Do you know if your car is a lemon under the Minnesota Lemon Law? Do you even know the particulars of the Minnesota Lemon Law? We can help with this brief summary of what the law is, what it provides, and how it may apply to your new or used vehicle.

Minnesota Lemon Law

The Minnesota Lemon Law, also known by its official name, the Minnesota Motor Vehicle Warranty Statute, was created to protect consumers who buy or lease a car, pickup truck or van that is still under the manufacturer’s original warranty.

The Minnesota Lemon Law, it should be pointed out, is not intended to eliminate every or all of the problems you will ever encounter with your vehicle. But it is intended to require manufacturers to honor the time and mileage requirements of their motor vehicle warranties. For vehicles that are determined to be “lemons,” the Minnesota Lemon Law provides for special arbitration, refund and replacement provisions.

Motor Vehicles Covered Under Minnesota Lemon Law

The law covers new motor vehicles that are purchased or leased in the state of Minnesota. Besides passenger cars, pickup trucks and vans, the law also covers self-propelled motor vehicle chassis or the van portion of a recreational vehicle. Leased vehicles are covered by the Minnesota Lemon Law if the lease term is longer than four months.

Used vehicles are also covered under Minnesota Lemon Law as long as the motor vehicles are still under the original manufacturer’s warranty.

In order to be covered, motor vehicles must be used at least 40 percent of the time for personal, family or household purposes.

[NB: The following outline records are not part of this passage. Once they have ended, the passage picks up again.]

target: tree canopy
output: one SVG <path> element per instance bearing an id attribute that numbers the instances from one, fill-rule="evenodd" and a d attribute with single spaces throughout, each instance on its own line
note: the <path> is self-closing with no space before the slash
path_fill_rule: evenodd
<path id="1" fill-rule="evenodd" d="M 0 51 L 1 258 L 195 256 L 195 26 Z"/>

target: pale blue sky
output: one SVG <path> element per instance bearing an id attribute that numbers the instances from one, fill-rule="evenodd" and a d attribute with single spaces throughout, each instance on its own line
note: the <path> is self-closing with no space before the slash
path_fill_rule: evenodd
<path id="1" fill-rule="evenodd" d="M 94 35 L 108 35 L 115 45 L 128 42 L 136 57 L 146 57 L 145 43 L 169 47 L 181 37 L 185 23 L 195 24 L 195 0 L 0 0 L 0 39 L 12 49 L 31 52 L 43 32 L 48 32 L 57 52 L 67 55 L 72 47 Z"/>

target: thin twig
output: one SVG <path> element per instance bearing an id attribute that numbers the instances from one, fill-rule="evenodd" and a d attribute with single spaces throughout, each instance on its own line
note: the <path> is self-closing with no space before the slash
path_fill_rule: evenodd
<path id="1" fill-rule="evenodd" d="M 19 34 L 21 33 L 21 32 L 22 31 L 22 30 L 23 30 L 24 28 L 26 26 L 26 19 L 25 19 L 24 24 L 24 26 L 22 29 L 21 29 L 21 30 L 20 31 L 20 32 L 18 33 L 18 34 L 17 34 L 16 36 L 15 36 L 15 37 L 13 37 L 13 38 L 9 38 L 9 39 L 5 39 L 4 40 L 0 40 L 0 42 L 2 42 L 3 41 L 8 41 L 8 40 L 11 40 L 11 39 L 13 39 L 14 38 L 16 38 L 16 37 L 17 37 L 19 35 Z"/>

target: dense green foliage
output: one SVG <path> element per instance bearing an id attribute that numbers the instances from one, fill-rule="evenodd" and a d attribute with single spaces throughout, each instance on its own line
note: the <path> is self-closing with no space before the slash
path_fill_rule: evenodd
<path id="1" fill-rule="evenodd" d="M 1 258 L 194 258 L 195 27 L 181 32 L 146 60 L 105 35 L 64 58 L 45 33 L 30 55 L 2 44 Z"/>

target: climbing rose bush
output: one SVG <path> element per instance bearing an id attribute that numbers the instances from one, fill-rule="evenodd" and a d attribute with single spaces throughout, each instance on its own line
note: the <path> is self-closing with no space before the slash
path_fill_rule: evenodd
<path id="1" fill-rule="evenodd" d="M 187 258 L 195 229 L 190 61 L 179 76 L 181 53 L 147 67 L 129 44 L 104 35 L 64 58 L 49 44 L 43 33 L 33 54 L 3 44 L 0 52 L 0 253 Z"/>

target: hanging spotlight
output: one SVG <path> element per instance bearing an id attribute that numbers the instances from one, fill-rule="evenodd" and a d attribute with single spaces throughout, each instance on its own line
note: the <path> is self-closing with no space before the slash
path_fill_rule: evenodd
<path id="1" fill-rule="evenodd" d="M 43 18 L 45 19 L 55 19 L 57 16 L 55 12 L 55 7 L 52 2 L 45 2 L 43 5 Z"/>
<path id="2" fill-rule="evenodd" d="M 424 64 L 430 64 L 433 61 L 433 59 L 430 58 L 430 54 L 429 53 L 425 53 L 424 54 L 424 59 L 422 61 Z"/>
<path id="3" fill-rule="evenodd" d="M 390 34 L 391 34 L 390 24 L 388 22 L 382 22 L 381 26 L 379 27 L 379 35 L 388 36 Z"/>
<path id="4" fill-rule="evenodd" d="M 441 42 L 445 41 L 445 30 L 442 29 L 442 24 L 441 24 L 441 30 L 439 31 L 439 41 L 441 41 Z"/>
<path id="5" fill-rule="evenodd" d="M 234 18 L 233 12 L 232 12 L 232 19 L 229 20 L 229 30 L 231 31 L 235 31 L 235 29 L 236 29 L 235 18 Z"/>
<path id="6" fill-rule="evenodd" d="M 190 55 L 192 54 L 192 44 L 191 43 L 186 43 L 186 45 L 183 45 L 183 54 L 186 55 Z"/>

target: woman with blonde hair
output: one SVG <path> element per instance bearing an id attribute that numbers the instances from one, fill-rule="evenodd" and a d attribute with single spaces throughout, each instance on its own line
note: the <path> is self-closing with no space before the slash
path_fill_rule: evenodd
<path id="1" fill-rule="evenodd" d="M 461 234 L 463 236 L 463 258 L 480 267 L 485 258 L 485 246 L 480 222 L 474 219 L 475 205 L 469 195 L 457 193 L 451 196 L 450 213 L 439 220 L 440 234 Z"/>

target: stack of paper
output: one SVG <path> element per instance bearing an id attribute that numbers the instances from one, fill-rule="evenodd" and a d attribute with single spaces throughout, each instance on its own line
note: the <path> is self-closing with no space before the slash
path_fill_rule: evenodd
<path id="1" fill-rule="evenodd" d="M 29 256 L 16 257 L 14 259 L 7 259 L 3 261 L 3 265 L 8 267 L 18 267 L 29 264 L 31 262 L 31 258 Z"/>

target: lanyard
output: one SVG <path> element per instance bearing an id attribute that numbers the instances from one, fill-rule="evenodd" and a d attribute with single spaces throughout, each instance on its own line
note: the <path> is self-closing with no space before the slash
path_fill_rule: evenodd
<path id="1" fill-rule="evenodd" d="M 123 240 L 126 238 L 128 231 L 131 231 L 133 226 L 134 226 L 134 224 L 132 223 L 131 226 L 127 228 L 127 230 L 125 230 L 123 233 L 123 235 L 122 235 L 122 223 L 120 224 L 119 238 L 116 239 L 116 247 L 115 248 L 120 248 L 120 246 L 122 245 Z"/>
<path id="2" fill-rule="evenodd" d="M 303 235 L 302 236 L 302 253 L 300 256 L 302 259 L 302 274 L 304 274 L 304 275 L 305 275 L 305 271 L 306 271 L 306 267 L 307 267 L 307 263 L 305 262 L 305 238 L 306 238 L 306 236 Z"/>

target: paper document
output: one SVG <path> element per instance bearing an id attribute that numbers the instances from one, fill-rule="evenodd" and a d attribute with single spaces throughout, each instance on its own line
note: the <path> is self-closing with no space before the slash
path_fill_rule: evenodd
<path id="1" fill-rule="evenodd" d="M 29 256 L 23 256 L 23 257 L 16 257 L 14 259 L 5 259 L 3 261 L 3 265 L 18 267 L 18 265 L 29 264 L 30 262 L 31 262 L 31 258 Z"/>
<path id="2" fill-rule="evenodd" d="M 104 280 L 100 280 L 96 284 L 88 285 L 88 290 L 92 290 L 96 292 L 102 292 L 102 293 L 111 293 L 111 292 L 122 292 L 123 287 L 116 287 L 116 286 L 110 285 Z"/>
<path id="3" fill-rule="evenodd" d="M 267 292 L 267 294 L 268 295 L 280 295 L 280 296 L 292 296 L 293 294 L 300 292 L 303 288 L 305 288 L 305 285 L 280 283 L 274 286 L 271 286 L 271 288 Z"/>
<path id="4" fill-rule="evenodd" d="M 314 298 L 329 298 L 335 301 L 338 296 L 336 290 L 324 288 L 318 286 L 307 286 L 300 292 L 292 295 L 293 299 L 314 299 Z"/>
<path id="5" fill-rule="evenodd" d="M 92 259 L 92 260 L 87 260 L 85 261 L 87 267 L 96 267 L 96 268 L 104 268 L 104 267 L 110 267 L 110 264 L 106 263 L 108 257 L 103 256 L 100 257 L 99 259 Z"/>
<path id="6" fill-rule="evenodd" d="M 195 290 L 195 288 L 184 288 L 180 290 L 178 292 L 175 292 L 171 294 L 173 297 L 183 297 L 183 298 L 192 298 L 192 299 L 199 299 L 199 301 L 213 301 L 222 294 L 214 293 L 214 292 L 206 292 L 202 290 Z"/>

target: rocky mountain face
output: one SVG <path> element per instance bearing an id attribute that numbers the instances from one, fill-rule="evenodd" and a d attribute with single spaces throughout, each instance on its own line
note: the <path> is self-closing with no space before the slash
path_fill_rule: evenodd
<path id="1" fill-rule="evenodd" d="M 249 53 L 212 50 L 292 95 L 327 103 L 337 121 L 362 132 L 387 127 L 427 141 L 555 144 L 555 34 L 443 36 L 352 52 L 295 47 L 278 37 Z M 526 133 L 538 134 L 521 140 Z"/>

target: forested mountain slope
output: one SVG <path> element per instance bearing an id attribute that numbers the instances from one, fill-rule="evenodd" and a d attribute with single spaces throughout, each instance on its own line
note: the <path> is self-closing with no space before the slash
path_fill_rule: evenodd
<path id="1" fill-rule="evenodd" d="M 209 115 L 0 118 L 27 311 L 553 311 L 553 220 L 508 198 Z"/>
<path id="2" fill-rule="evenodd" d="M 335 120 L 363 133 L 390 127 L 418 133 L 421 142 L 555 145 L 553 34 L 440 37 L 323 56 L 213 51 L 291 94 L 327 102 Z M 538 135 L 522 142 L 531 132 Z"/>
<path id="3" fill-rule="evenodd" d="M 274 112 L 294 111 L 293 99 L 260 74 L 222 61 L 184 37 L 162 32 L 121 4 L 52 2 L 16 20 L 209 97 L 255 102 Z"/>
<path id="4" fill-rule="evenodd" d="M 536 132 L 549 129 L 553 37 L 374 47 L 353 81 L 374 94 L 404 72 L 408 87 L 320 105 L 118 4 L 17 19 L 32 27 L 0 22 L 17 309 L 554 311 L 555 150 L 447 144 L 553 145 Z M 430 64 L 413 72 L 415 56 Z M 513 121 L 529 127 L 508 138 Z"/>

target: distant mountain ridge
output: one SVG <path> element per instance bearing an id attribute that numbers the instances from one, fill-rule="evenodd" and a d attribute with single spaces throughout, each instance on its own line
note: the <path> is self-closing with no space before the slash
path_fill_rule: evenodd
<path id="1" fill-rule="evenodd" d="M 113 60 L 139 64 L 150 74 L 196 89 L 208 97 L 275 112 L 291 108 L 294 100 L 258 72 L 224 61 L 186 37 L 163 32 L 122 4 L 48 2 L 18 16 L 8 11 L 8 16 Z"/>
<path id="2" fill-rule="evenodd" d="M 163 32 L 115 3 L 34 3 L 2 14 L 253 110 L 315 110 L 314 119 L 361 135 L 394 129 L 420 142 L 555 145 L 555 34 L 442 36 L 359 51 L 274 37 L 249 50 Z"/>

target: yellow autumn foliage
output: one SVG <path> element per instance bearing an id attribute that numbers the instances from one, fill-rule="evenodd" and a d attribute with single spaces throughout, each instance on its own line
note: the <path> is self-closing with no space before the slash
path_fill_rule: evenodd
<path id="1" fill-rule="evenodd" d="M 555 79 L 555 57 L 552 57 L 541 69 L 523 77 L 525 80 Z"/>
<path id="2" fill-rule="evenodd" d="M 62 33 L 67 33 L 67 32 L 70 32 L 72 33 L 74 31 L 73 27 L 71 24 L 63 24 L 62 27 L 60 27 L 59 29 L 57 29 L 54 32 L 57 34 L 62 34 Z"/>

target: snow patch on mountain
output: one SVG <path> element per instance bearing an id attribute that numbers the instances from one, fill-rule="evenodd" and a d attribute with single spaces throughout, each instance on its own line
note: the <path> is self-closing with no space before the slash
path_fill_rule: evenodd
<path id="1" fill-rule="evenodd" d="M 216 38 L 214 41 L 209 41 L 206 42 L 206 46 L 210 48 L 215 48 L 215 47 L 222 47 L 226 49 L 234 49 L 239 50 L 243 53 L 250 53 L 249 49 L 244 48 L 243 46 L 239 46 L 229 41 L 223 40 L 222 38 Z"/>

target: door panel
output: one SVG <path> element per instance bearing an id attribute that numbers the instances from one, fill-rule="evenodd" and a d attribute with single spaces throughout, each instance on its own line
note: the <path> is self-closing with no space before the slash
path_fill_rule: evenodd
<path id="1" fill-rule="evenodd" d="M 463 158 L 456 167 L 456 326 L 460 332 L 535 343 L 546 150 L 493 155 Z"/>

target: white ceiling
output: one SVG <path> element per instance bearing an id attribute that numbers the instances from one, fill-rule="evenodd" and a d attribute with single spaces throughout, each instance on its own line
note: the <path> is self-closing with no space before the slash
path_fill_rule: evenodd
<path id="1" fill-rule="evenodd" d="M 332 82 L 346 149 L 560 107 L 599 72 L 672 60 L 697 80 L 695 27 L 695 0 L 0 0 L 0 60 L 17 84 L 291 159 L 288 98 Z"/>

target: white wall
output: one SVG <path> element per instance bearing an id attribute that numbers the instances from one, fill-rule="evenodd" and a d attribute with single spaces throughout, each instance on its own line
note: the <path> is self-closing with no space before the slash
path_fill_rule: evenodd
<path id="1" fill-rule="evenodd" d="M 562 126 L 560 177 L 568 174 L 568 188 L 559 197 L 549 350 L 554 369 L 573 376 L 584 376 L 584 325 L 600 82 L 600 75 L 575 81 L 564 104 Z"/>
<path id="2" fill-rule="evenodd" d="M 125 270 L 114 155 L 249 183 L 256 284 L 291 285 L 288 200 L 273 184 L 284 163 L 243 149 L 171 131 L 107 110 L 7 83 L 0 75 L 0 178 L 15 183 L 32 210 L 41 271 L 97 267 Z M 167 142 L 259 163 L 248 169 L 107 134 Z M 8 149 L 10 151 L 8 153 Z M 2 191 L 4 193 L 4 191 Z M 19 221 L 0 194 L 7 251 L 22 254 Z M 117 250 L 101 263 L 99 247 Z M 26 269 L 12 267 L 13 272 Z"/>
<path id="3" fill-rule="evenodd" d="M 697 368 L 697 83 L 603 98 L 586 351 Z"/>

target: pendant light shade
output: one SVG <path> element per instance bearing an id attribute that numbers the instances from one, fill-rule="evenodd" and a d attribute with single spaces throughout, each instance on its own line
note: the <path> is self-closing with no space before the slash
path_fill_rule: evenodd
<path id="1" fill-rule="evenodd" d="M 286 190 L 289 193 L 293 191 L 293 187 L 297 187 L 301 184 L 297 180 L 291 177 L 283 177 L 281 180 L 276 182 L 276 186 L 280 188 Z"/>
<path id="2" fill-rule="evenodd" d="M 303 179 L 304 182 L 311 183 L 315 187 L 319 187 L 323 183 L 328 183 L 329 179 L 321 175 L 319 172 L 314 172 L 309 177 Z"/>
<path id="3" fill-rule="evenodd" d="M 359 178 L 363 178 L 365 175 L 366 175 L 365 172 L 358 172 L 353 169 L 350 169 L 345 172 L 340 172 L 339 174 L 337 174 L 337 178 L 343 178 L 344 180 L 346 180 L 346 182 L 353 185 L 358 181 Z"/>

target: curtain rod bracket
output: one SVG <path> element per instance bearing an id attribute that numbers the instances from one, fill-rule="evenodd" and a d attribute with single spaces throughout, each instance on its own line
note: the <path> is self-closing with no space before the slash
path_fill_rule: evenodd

The first report of a defect with the motor vehicle must occur within the warranty period or two years, whichever comes first. If you have continuing problems with the same defect, however, you can still make a claim until the end of the third year.

Manufacturer’s Repair Duty

Under the provisions of the Minnesota Lemon Law, the manufacturer, or its authorized agent, the dealer, must repair a motor vehicle according to the terms of the manufacturer’s warranty, even after the warranty has expired, if:

  • The motor vehicle has a problem or defect specifically covered by the warranty, and
  • The vehicle’s owner has reported the problem within the warranty period or within two years after delivery of the vehicle, whichever comes first.

Requirement for the Manufacturer to Refund or Replace

For cars that have substantial defects of problems, those cars that are commonly called “lemons,” the Minnesota Lemon Law has special refund and replacement provisions.

Here’s how it works. If the manufacturer or its authorized dealer has been unsuccessful in repairing a car’s problem after a “reasonable number of attempts,” the buyer or lessee may go through the manufacturer’s arbitration program, or go to court, to seek a full refund of the vehicle’s purchase price (minus a deduction for use of the vehicle).

The Minnesota Lemon Law considers a reasonable number of attempts to be any of the following:

  • Four or more repair attempts that prove to be unsuccessful for the same defect, or,
  • One unsuccessful attempt to repair a defect which has resulted in the complete failure of the braking or steering system and which is likely to cause death or serious injury, or,
  • A car which has been out of service due to warranty repairs for 30 or more cumulative business days.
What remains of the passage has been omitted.